Если мы хотим изучать процессы развития богословской мысли (которая, в отличие от богооткровенной истины, всегда развивается, и это развитие имеет историю), нам необходимо изучать кинетику этих процессов. Значит—необходимо внимательно изучать все нестабильные и переходные доктрины и тщательно отслеживать упоминания о таких доктринах в ересеологических справочниках, составлявшихся современниками. (Разумеется, и не только в справочниках. Но, как правило, именно справочники позволяют лучше всего контролировать полноту нашего списка подлежащих историческому исследованию проблем). Теперь за каждым упоминанием той или иной ереси в справочнике VI или VII веков для нас стоит какой-то конкретный сюжет из истории церкви и какая-то конкретная доктрина, реконструированная нами теперь и с привлечением других источников.

Наше понимание ересеологических справочников—это важнейший критерий систематичности наших знаний о истории богословских традиций. Пожалуй, сейчас я впервые сформулировал этот критерий так эксплицитно, но, фактически, он применялся уже монсеньером Грилльмайером.

Перенесем теперь этот критерий на первые четыре века христианства. Тут нас сразу встречают не два десятка доктрин, а (как минимум!) целых восемьдесят—столько, сколько перечислено у Епифания Кипрского в его Панарионе (πανάριον—так называлась разделенная перегородками коробочка с лекарствами и медицинскими инструментами, привычная нам по иконным изображениям святых бессребреников). За весьма небольшим исключением (в основном, это гностики и некоторые иудео-христианские движения), мы ничего не знаем о носителях доктрин, упоминаемых Епифанием, и не имеем по ним никаких других источников.

Для о. Иоанна Мейендорфа Епифаний Кипрский представлял собой своего рода человеческую загадку: его поражала сама эта одержимость идеей «коллекционировать» ереси. Что до анализа содержания Панариона, то о. Иоанн, подобно большинству ученых, не считал, что это могло бы принести что-либо значительное для понимания общих судеб христианства первых веков. Тогда, в наших с ним разговорах пятнадцатилетней давности, я не знал, что на это ответить. Теперь, мне кажется, знаю.

Епифаний Кипрский собрал сведения о тех сектах, которые сохраняли актуальность для его времени, для конца IV века,—либо актуальность сугубую, то есть двойную (и для практики церковной жизни, и для теоретического понимания истории современных Епифанию идей), либо только теоретическую. Но как бы то ни было, в Панарион включался только тот материал, что не потерял актуальности.

Если сравнить децентрализацию христианских общин до времени жизни Епифания с централизацией ранневизантийского времени, то нас и не должно удивлять, что вместо двух десятков различных доктрин мы тут имеем восемь десятков.

И без понимания места этих восьми десятков в богословии даже и IV века мы едва ли разберемся в тернистых путях тогдашнего богословия. И никакие рассуждения (сами по себе полезные и необходимые) о том, как нам разделить Corpus Athanasianum между св.
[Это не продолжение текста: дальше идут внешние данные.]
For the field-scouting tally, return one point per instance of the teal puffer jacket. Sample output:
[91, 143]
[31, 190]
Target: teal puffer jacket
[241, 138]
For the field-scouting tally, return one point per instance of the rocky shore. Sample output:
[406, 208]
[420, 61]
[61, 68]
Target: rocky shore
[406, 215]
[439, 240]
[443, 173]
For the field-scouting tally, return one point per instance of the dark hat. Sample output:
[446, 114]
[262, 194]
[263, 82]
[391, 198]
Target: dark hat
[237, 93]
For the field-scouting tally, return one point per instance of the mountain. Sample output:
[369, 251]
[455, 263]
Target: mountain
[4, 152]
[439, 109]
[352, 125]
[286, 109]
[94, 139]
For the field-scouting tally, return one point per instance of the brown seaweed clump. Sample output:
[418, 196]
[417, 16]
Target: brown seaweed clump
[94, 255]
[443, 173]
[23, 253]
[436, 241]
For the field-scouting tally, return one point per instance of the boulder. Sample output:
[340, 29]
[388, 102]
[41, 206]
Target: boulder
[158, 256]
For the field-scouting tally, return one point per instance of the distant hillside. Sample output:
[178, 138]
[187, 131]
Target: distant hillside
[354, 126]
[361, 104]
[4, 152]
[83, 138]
Афанасием Александрийским и Маркеллом Анкирским, а также еще какими-нибудь третьими лицами, не заменят отсутствующего знания общей «карты» христианского богословия даже и IV века—не говоря уже о более ранних веках. Наши нынешние «карты» тогдашнего богословия лучше всего сравнить со средневековыми картами земли; кто видел, тот поймет смысл сравнения, а кто не видел—тому стоит посмотреть, благо, легко теперь найти в Интернете.
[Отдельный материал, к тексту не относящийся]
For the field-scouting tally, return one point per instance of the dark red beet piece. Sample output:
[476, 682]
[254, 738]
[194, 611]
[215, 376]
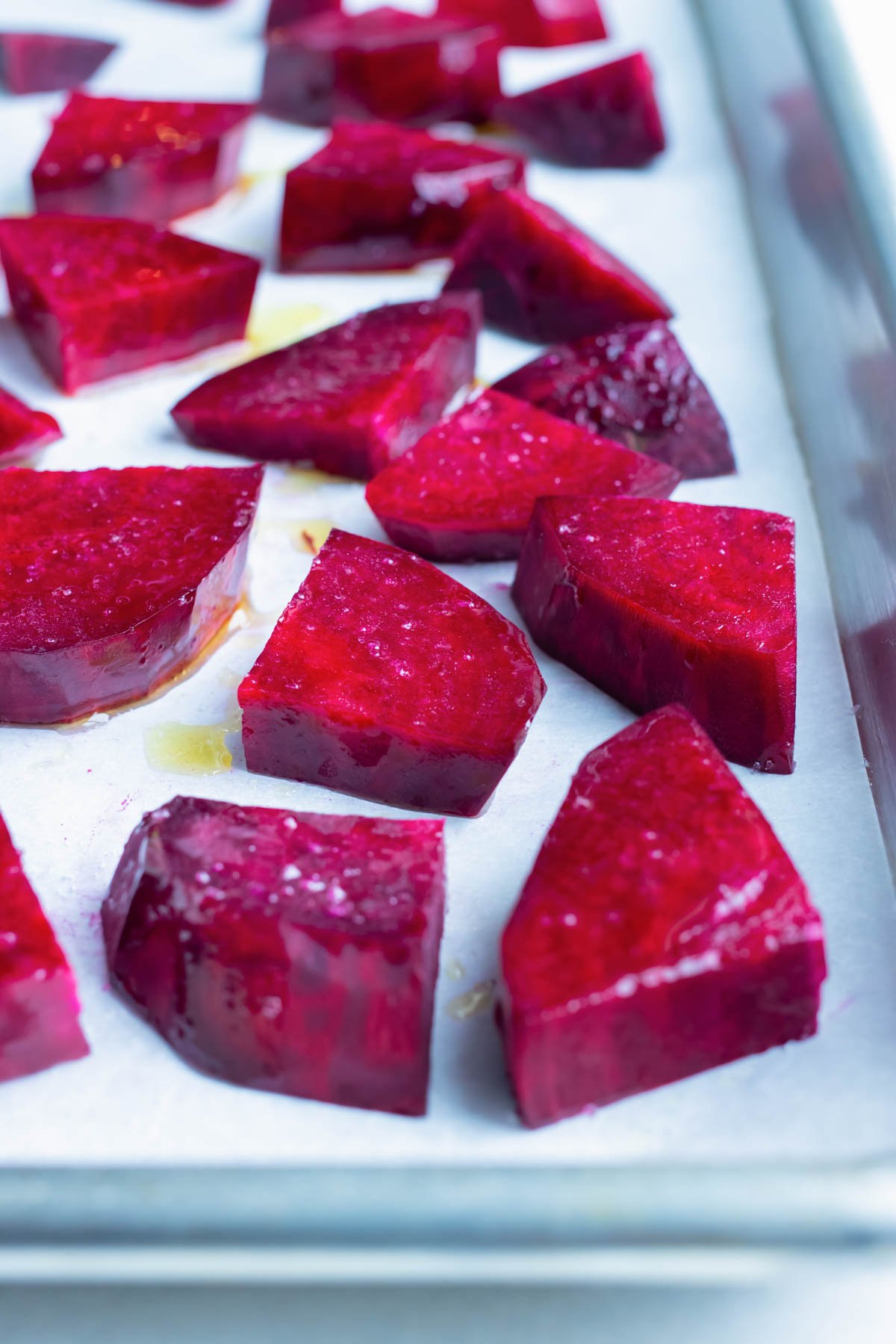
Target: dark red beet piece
[541, 279]
[602, 119]
[284, 951]
[99, 297]
[348, 399]
[660, 603]
[388, 65]
[113, 581]
[388, 679]
[635, 385]
[664, 930]
[383, 198]
[136, 159]
[467, 491]
[38, 996]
Конечно, можно и должно заметить, что к реконструкции истории раннехристианского богословия следует подходить скромнее—с менее строгими критериями систематичности и полноты, нежели теперь это стало принято для богословия ранневизантийского периода. Это правильно. Но тогда и получается, что раннехристианское богословие должно быть темой другой книги, основанной на другой—менее строгой—методологии.